Proposta aprovada na Câmara em maio segue sem calendário definido, enquanto senadores debatem mudanças no texto original.
Aprovada por ampla maioria na Câmara dos Deputados no fim de maio, a proposta que acaba com a escala 6×1 chegou ao Senado ainda sem previsão exata de quando será votada. A expectativa inicial era de aprovação até meados de julho, mas a tramitação tem avançado de forma mais lenta do que o previsto, gerando dúvida entre trabalhadores sobre quando a mudança realmente vai valer na prática. Afinal, o texto pode ser alterado pelos senadores, o que atrasaria ainda mais o processo e obrigaria o retorno da proposta à Câmara.
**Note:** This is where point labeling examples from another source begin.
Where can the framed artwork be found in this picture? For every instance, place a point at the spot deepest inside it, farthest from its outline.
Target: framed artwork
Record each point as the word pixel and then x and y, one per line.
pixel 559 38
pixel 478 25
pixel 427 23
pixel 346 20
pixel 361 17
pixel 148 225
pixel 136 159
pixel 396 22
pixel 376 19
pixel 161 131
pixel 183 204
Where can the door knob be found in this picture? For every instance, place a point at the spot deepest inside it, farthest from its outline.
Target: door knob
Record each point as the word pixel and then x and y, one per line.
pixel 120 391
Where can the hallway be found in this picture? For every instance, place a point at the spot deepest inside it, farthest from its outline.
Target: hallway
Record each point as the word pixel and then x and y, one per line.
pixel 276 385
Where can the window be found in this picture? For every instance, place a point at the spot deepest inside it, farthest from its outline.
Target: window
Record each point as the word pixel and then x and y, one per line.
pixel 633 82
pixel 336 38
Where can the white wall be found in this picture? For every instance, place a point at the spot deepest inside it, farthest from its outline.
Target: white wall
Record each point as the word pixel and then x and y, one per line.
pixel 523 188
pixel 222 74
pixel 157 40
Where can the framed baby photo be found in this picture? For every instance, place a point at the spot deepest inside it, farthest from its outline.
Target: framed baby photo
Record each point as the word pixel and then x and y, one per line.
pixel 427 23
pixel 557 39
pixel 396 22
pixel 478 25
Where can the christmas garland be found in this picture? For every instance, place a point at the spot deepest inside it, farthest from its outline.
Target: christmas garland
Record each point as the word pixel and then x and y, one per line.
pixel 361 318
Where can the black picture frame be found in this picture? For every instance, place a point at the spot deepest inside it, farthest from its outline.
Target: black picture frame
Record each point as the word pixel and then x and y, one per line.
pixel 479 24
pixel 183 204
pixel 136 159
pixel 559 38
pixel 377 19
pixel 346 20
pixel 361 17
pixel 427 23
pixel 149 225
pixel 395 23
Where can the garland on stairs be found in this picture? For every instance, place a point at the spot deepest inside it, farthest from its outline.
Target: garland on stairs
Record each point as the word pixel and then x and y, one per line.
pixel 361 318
Entender os detalhes dessa tramitação ajuda a esclarecer o que já está definido e o que ainda pode mudar.
O que a PEC prevê e por que ela avançou tão rápido na Câmara
A PEC 221/2019 estabelece jornada máxima de 40 horas semanais, distribuídas em cinco dias de trabalho com dois dias de descanso remunerado, substituindo o modelo atual de 44 horas com apenas uma folga por semana. A proposta foi aprovada em segundo turno com 461 votos a favor e 19 contra, número que evidencia o apoio amplo que o texto reuniu entre os deputados. A transição, no entanto, é gradual: a escala de cinco dias de trabalho com dois de descanso passa a valer 60 dias após a promulgação, com a jornada caindo de 44 para 42 horas semanais no mesmo prazo, e só chegando a 40 horas 14 meses depois.
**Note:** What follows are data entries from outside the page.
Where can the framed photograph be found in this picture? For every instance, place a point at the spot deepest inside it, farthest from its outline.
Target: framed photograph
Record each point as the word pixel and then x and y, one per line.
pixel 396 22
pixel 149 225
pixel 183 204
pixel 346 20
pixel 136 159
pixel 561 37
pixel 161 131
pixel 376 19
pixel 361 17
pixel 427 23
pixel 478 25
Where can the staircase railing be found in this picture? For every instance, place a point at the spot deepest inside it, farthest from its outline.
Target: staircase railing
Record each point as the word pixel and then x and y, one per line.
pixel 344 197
O texto também prevê exceções específicas, como para trabalhadores com diploma de nível superior que recebam acima de 2,5 vezes o teto da Previdência Social, hoje equivalente a pouco mais de 21 mil reais. Categorias com regimes diferenciados, como saúde, segurança e transporte, podem manter regras próprias por meio de negociação coletiva, desde que respeitados os limites mínimos de descanso semanal estabelecidos pela emenda constitucional.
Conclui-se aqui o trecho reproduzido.